Os cinco compromissos
O núcleo do discurso foi a apresentação dos cinco eixos prioritários:
Educação — aprofundamento de políticas como o programa Pé-de-Meia, citado como já tendo alcançado 7,2 milhões de jovens em todo o país.
Valorização dos idosos — criação de programas voltados ao envelhecimento ativo, com espaços de convivência, lazer e cuidado, para além da assistência básica.
Defesa nacional — aumento de investimento nas Forças Armadas e na indústria de defesa, incluindo produção nacional de drones para monitoramento de fronteira, citando os 16.800 km de fronteira terrestre e 8.000 km de fronteira marítima do país.
Terras raras e minerais críticos — controle nacional sobre a exploração desses recursos, com investimento em ciência e tecnologia para agregar valor internamente, em vez de exportar matéria-prima bruta.
Transição energética — ampliação de investimentos em tecnologia limpa, citando o exemplo internacional da União Europeia.
O teste do diesel brasileiro
Em um dos momentos mais pessoais do discurso, Lula relatou um episódio com a montadora alemã Mercedes-Benz, na preparação para a COP: um teste comparativo de 100 km entre o óleo diesel alemão e o brasileiro teria mostrado que o combustível nacional emite 67% menos gases de efeito estufa.
Ele usou o episódio para criticar o que chamou de “complexo de vira-lata” de parte da elite brasileira, que tenderia a supervalorizar produtos e tecnologias importados.
Inclusão social: Getúlio Vargas e o próprio governo
Na parte final do discurso, Lula propôs uma leitura histórica: segundo ele, apenas dois períodos da história republicana brasileira promoveram política de inclusão social em larga escala — o governo de Getúlio Vargas, com a criação do salário mínimo (1936) e da CLT (1943), e os governos do PT, sob ele mesmo e Dilma Rousseff.
Também destacou o avanço na demarcação de terras quilombolas, citando que 49% de todos os territórios reconhecidos no país foram legalizados nos últimos três anos e meio de governo.
O discurso funcionou simultaneamente como balanço de gestão e como plataforma eleitoral: ao evitar promessas genéricas e insistir na frase “quem fez pode prometer mais”, Lula tenta transformar quatro anos de execução orçamentária — do Pé-de-Meia às políticas de proteção à mulher — no principal argumento contra a narrativa de desgaste que candidaturas de reeleição costumam enfrentar.

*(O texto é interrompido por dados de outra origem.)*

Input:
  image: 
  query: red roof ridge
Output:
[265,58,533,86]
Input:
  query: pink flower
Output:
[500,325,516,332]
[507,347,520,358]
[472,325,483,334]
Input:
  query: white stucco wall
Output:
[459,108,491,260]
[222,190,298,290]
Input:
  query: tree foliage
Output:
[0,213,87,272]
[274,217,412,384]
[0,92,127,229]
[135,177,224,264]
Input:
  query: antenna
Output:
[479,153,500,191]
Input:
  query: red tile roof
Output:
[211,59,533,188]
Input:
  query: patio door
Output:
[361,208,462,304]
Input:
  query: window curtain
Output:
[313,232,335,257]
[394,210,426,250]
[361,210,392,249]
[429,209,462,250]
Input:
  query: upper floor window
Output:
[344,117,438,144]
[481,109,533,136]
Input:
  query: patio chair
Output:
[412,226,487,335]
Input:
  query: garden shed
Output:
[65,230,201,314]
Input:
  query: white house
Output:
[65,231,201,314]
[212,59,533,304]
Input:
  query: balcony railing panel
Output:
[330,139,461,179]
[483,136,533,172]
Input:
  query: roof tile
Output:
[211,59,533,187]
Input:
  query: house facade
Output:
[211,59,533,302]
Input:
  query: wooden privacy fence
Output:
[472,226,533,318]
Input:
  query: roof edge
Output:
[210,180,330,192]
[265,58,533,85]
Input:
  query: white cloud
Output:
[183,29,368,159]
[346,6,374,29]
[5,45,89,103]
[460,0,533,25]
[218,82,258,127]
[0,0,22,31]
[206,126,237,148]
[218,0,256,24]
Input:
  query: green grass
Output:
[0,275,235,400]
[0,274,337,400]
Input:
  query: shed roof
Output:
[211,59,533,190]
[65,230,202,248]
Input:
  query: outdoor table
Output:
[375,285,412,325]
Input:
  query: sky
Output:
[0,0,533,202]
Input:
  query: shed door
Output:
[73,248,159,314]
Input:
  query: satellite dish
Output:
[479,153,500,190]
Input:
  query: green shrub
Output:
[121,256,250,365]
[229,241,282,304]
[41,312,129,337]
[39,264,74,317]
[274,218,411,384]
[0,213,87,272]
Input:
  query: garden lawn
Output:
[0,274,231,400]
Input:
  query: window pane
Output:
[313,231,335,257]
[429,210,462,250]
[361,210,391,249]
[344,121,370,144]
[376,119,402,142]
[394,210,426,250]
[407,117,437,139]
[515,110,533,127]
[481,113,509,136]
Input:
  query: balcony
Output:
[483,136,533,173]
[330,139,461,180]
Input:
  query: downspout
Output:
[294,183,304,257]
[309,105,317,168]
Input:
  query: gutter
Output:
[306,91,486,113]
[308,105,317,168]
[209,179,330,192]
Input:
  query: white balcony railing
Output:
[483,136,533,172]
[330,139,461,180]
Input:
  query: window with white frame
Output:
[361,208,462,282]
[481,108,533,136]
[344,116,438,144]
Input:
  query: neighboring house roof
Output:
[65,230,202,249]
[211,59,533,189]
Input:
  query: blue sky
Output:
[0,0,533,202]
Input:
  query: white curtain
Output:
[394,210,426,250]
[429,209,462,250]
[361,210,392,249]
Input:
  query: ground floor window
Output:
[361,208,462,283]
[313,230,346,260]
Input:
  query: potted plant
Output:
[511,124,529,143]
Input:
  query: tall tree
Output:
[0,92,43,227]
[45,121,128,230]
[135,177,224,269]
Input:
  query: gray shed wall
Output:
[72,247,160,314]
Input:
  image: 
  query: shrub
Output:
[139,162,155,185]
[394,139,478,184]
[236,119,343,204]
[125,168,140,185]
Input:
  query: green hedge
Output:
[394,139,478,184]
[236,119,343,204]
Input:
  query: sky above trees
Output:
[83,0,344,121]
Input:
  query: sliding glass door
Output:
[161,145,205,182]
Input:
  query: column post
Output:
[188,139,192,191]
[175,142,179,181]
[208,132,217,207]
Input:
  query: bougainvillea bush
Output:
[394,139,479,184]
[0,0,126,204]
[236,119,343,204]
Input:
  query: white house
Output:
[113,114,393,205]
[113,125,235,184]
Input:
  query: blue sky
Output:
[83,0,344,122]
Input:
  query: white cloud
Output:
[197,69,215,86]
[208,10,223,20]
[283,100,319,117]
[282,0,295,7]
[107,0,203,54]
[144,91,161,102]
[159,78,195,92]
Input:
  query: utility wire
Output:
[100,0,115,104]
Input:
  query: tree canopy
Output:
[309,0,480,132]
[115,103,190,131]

O presidente dedicou tempo a temas historicamente associados à direita, como defesa nacional e soberania mineral, num sinal de que a campanha de 2026 buscará disputar pautas que a esquerda brasileira, por vezes, deixou de lado.
A convenção também tratou de temas que ainda serão detalhados no lançamento do programa de governo em Vila Euclides.